The House, for the second time in a month, turned back an attempt to prohibit production next year of neutron Lance missile warheads and 8-inch artillery shells during consideration of the fiscal 1979 public works bill. The vote was 259 to 67. The public works bill contains funds for the Department of Energy's nuclear weapons program.

At the same time, drafts of a Senate Armed Services Committee report on DOE's fiscal 1979 national security program were circulated containing a request for the secretary of defense to report by the end of this year "the date by which the administration intends to proceed with production" of neutron weapons "ni the absence of specific agreements by the Soviet Union to undertake . . reciprocal restraints."

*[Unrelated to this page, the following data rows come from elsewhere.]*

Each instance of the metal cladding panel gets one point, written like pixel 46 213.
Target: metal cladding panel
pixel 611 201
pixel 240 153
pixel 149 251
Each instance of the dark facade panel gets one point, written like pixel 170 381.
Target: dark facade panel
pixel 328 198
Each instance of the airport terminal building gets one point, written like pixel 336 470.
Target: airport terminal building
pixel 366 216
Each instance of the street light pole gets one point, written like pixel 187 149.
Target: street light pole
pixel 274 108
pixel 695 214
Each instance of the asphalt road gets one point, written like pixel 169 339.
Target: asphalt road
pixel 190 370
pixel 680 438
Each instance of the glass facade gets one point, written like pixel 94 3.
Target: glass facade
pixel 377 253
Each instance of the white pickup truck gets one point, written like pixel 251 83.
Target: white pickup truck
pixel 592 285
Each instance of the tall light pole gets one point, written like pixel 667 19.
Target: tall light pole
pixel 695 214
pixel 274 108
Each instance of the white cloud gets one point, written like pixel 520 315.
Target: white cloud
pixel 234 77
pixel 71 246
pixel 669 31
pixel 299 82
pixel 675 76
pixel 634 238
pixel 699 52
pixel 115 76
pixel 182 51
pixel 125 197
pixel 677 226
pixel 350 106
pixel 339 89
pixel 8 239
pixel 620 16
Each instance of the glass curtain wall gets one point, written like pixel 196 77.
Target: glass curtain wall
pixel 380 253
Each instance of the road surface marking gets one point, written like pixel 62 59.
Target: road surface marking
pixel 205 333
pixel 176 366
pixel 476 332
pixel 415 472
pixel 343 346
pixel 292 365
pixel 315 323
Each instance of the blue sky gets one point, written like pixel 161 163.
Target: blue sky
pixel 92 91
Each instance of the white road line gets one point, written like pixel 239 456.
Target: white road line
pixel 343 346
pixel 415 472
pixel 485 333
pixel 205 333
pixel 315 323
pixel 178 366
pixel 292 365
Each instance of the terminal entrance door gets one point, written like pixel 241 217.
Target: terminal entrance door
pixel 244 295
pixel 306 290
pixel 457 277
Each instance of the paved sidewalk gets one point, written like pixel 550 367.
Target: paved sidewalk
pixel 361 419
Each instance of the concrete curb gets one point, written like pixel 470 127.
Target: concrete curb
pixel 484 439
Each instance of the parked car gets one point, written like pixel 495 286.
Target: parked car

But Sen. Thomas McIntyre (D-N.H.), a key member of the Senate Armed Services Committee and supporter of neutron 8-inch shells and Lance warheads, said their importance was being over-emphasized and that newly designed nuclear but nonneutron versions of the same weapons would "be effective militarily and an important enhancement of our theater nuclear forces."

President Carter said in his April 7 statement deferring production of neutron weapons that a future decision on production of the neutron weapons would be prericated on whether the Soviets responded in kind.

The president refused to say how long he would wait for a Soviet response and administration officials have since said the neutron decision was not being considered under a deadline.

Thus the Armed Services Committee request, if honored, could force the administration to set a deadline.

The committee also recommended that neutron components be produced next year "and made ready for contingency deployment."

DOE is prepared to manufacture new nuclear Lance warheads and 8-inch shells that could be turned into neutron weapons with the insertion of neutron components.

The DOE plan to modernize the currently deployed 20-year-old NATO nuclear artillery stockpile has been awaiting Defense Department and White House approval for two months.

The delay, according to DOE and Defense Department sources, stems from bureaucratic arguing over whether the new weapons and their neutron cores should be produced in two separate stages or at the same time.

Some sources have argued the non-neutron "emasculated" nuclear weapons would be so low in yield as to be ineffective.

McIntyre, in separate views to the Armed Services Committee report, said that "senior, seasoned, uniformed military witnesses unambiguously testified that the new designs, even without enhanced radiation . . . would be effective militarily . . ."

He also chided his colleagues on their request for reports from the administration, saying this "perpetuates this misplaced emphasis on the controversy" over neutron weapons, which he terms "only one aspect of our modernization of theater nuclear forces."

McIntyre argued that the longer range, safety and security features and quicker loading time of the new nonneutron but nuclear Lance warhead and artillery shell "provide military advantages (over current weapons) at least as significant as the enhanced radiation feature."

Yesterday's House debate and vote showed a further decline in the number of members who oppose neutron weapons.

The amendment to prohibit production, offered by Rep, Ted Weiss (D-N.Y.) received 23 fewer favorable votes than a similar proposal one month ago.

Last year, there were 109 House votes against neutron weapon production.

The decline in debating time was also significant. Last year, discussion went two full days. A month ago it was several hours stretched over two sessions. yesterday it consumed less than an hour.

An amendment put on last year's money bill gave Congress 45 days to veto a presidential production decision to produce neutron weapons. Last month, an attempt to attach similar language to the DOE authroization bill failed on a voice vote. Yesterday it was not offered.